Depois de mais um fim de semana de incidentes envolvendo ameaças de traficantes a campanhas políticas em favelas do Rio, candidatos à prefeitura da capital fluminense afirmaram que continuarão a visitar áreas dominadas por bandidos e milicianos. Para eles, deixar de ir às comunidades seria privar os eleitores dessas áreas do direito à informação e ao debate político.

Agência Estado |

Concordam, porém, com a necessidade de não expor seus contatos nas comunidades a risco excessivo.

"É como andar no fio da navalha. Temos que ter a sensibilidade de não aceitar uma restrição maior ao debate democrático e, do outro lado, não estimular um desafio (aos bandidos). Temos que ir às favelas, mas não cair lá de pára-quedas", afirmou Chico Alencar (PSOL), que se reunirá com o presidente do Tribunal Superior Eleitoral (TSE), Carlos Ayres Britto, para tratar do tema.
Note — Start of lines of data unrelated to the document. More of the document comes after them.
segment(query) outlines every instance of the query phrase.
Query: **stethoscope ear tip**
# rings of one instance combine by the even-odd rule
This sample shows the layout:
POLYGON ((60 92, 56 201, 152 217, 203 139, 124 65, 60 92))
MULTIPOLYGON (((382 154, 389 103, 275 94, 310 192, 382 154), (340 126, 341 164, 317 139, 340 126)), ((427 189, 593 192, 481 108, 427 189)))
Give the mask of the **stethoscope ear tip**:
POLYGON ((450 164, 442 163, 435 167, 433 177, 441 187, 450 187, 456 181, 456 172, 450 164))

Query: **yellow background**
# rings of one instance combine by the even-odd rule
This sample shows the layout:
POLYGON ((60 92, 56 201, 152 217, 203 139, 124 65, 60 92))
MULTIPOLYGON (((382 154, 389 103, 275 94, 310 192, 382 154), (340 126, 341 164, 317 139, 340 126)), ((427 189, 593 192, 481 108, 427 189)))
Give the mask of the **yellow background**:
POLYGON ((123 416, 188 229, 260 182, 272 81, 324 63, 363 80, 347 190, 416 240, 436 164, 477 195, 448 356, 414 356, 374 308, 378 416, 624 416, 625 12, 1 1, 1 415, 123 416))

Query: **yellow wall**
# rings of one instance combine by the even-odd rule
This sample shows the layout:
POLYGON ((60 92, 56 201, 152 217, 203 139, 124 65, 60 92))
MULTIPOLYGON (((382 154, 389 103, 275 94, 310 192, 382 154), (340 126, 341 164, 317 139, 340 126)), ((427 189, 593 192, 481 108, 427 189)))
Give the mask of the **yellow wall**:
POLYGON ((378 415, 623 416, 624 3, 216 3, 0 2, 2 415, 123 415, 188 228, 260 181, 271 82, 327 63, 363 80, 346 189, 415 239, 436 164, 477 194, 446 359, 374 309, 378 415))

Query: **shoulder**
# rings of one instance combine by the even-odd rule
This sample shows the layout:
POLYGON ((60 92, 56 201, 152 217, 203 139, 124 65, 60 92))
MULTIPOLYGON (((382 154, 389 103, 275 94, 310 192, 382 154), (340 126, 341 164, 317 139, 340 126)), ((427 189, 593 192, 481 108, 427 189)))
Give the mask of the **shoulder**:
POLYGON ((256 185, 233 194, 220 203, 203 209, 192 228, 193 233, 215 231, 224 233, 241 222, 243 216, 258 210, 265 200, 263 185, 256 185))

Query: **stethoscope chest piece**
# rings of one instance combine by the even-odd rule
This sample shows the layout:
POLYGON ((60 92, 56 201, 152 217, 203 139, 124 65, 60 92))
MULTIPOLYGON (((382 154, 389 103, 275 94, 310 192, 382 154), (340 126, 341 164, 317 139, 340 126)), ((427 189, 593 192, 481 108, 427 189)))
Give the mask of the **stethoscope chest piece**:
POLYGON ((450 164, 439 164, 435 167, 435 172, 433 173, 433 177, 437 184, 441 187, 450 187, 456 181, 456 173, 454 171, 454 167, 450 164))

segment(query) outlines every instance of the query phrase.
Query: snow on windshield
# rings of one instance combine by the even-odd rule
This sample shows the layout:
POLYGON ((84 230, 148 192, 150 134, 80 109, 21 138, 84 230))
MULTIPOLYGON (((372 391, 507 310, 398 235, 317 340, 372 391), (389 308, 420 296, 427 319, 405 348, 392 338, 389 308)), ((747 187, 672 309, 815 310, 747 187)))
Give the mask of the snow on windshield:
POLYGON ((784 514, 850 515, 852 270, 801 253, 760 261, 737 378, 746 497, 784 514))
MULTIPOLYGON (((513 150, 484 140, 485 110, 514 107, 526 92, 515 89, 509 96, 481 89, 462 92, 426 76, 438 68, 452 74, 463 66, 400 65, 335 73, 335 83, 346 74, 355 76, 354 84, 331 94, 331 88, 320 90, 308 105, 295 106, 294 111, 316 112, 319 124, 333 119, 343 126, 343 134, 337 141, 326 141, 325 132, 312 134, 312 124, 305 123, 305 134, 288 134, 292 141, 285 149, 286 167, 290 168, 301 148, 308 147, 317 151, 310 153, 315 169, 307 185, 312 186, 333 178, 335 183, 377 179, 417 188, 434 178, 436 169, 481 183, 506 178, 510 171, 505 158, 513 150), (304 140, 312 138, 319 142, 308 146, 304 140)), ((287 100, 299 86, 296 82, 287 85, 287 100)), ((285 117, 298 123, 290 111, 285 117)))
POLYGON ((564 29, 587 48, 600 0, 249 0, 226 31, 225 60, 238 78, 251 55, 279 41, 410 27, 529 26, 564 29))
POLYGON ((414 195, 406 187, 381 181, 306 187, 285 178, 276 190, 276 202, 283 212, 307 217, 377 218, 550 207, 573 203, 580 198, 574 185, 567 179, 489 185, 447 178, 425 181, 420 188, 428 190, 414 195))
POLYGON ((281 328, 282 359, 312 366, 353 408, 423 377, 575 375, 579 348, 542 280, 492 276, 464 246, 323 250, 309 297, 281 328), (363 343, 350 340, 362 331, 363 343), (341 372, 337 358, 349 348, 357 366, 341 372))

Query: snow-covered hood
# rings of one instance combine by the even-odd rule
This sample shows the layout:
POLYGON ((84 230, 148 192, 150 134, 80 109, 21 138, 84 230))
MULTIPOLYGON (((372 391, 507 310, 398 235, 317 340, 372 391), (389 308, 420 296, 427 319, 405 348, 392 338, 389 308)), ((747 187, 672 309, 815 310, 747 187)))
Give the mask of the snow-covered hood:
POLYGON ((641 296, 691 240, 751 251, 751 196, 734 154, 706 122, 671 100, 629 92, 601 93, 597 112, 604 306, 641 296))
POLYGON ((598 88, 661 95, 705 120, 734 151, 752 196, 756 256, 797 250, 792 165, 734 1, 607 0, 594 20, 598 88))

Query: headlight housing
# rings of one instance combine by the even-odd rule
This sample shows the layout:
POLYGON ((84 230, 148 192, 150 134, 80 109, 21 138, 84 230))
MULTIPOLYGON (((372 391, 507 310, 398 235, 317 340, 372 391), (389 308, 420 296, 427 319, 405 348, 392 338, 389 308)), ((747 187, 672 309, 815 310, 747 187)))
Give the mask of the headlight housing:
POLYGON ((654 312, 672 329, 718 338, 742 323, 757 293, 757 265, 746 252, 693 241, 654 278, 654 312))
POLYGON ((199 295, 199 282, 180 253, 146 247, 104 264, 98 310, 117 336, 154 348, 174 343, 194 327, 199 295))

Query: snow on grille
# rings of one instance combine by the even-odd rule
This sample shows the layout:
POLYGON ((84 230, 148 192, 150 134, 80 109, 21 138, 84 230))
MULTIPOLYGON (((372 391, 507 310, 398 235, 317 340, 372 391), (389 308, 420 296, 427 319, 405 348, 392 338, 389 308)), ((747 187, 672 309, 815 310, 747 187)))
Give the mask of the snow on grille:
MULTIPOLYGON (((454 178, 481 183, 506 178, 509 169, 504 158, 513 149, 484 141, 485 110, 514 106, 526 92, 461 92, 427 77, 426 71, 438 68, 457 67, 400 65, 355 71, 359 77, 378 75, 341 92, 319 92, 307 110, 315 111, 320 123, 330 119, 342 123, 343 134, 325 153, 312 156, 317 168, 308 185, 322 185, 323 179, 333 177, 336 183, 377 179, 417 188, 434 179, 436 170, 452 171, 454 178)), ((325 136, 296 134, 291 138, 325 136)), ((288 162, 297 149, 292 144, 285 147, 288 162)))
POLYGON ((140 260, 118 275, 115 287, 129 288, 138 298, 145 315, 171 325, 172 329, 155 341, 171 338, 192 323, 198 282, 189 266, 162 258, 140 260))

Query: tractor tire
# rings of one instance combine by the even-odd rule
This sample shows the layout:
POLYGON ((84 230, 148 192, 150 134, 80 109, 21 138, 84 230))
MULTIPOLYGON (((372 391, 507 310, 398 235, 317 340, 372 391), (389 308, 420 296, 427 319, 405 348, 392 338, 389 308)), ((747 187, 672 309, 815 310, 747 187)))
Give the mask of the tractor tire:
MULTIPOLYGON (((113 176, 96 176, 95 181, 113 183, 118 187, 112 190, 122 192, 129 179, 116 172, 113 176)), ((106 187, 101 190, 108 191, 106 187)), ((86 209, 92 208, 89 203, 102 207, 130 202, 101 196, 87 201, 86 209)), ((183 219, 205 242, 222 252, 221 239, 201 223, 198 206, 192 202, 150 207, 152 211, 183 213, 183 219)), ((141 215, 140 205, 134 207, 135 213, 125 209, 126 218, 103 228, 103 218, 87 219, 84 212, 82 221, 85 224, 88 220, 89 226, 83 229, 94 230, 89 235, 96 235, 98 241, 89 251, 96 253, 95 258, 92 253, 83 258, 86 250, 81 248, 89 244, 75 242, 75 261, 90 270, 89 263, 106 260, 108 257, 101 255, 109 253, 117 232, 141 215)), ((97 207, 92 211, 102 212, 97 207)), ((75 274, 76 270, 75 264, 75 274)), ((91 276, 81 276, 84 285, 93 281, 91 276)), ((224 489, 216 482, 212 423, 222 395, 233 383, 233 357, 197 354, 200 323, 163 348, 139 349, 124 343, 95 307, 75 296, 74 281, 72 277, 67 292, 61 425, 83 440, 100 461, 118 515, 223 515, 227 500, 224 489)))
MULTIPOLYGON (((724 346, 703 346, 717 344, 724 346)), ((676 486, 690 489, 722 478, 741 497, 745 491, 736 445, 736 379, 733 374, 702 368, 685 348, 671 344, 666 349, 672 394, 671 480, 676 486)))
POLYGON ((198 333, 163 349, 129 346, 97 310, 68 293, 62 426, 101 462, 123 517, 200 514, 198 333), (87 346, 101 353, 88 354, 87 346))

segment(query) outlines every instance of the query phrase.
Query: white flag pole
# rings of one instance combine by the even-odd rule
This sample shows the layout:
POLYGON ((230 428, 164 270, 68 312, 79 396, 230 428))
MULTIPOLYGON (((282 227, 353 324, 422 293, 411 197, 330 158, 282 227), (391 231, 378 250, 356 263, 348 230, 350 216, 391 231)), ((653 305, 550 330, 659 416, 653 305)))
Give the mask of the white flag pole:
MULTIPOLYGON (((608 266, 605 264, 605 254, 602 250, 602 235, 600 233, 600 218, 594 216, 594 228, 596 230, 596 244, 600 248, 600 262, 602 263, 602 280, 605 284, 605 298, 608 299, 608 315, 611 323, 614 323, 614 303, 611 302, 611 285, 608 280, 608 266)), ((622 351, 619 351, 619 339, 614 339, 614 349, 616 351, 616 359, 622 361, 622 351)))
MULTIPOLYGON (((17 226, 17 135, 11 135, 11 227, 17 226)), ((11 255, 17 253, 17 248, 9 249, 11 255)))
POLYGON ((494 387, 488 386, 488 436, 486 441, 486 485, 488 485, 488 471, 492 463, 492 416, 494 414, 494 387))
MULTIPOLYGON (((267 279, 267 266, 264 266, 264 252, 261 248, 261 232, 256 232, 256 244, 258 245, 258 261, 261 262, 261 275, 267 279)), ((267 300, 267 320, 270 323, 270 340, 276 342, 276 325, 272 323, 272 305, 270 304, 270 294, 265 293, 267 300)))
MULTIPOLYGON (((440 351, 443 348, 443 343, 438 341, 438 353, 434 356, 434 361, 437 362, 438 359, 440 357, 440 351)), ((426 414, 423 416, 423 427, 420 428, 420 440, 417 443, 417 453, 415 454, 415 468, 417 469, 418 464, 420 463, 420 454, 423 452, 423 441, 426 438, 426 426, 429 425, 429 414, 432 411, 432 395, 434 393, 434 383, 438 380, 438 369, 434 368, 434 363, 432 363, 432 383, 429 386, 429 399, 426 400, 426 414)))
Chico e o candidato petista Alessandro Molon foram constrangidos por traficantes armados ontem, no Complexo da Maré. Fernando Gabeira (PV) enfrentou situação semelhante na Vila Cruzeiro. Ele decidiu interromper a caminhada na metade do caminho, depois de cruzar com homens armados de metralhadoras. Gabeira afirmou que sua equipe está mapeando favelas sob domínio de grupos paramilitares e de traficantes para, a partir da próxima semana, visitar duas delas a cada sábado.

"Defendo uma combinação de estratégias. Entrar para conquistar cidadania e delimitar o espaço da democracia nessas áreas, mas saber recuar quando há risco de vida. Não podemos fazer bravatas", afirmou Gabeira.

A candidata do prefeito Cesar Maia, Solange Amaral (DEM), disse que continuará a visitar favelas, mas minimizou os riscos. "Comigo nunca aconteceu nada e nem vai acontecer. Sempre circulei em favelas, as pessoas me conhecem. Irei cada vez mais", afirmou.

O governo do Estado do Rio divulgou uma nota em que classifica os incidentes envolvendo candidatos como "graves", afirma "não ser novidade para ninguém" o domínio paralelo de áreas da capital e assegura atuar "permanentemente no combate à criminalidade". O candidato do governador Sérgio Cabral, Eduardo Paes (PMDB), disse que não vai restringir sua campanha e prometeu visitar as mesmas favelas onde Gabeira, Molon e Chico foram constrangidos pelo tráfico. "Não vamos nos intimidar em lugar algum da cidade."

Por meio de sua assessoria, Marcelo Crivella (PRB) também defendeu a manutenção de visitas a favelas. Ele foi o primeiro candidato a se deparar com bandidos armados, no início de julho, quando visitou a Mangueira (zona norte). Há uma semana, jornalistas que o acompanhavam na Vila Cruzeiro foram coagidos a apagar fotos do momento em que o senador tentava cumprimentar supostos criminosos.